Research Article | Open Access

Volume 2013 | Article ID 514676 | https://doi.org/10.1155/2013/514676

Enhanced Production of Xylitol from Corncob by Pachysolen tannophilus Using Response Surface Methodology

S. Ramesh,¹R. Muthuvelayudham,¹R. Rajesh Kannan,¹and T. Viruthagiri¹

Academic Editor: Bruce A. Welt

Received26 Dec 2012

Accepted01 Jun 2013

Published19 Jun 2013

Abstract

Optimization of the culture medium and process variables for xylitol production using corncob hemicellulose hydrolysate by Pachysolen tannophilus (MTTC 1077) was performed with statistical methodology based on experimental designs. The screening of nine nutrients for their influence on xylitol production was achieved using a Plackett-Burman design. Peptone, xylose, MgSO₄·7H₂O, and yeast extract were selected based on their positive influence on xylitol production. The selected components were optimized with Box-Behnken design using response surface methodology (RSM). The optimum levels (g/L) were peptone: 6.03, xylose: 10.62, MgSO₄·7H₂O: 1.39, yeast extract: 4.66. The influence of various process variables on the xylitol production was evaluated. The optimal levels of these variables were quantified by the central composite design using RSM, for establishment of a significant mathematical model with a coefficient determination of . The validation experimental was consistent with the prediction model. The optimum levels of process variables were temperature (36.56°C), pH (7.27), substrate concentration (3.55 g/L), inoculum size (3.69 mL), and agitation speed (194.44 rpm). These conditions were validated experimentally which revealed an enhanced xylitol yield of 0.80 g/g.

1. Introduction

Lignocellulosic materials represent an abundant and inexpensive source of sugars and can be microbiologically converted to industrial products. Xylitol (C₅H₁₂O₅), a sugar alcohol obtained from xylose, is generated during the metabolism of carbohydrates in animals and humans. Its concentration in human blood varies from 0.03 to 0.06 mg/100 mL [1]. Xylitol was present in fruits and vegetables [2], at low concentration, which makes its production from these sources economically unfeasible [3]. As a sweetener, xylitol is a substitute for conventional sugars [4]. Its sweetening power was comparable to that of sucrose and is higher than that of sorbitol and mannitol [5]. Furthermore, xylitol has anticariogenic properties. Because it is not consumed by streptococcus mutans, xylitol prevents the formation of acids that attack tooth enamel [6]. In addition to reducing dental caries, xylitol also promotes tooth enamel remineralization by reversing small lesions. This happens because, when in contact with xylitol, the saliva seems to be favorably influenced; the chemical composition of xylitol induces the calcium ions and phosphate [7]. For these characteristics, xylitol was a feed stock of great interest to food, odontological, and pharmaceutical industries [1].
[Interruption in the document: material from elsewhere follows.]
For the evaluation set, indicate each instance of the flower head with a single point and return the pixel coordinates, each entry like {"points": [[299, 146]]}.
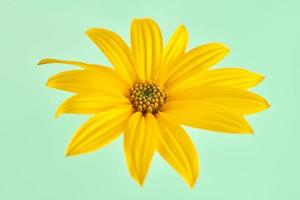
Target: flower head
{"points": [[150, 92]]}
Currently, xylitol is produced by chemical hydrogenation using nickel as a catalyst [8]. However it was expensive and it requires several steps of xylose purification before the chemical reaction [4, 9, 10]. Xylitol production through bioconversion has been proposed as for utilizing microorganism such as yeast, bacteria, and fungi [11, 12]. Among these, yeast has shown to possess desirable properties for xylitol production [13, 14]. Therefore, for the present study, yeast strain Pachysolen tannophilus was selected for xylitol production. Furthermore studies have shown that nutritional factors including sources of carbon and nitrogen can influence xylitol production [15].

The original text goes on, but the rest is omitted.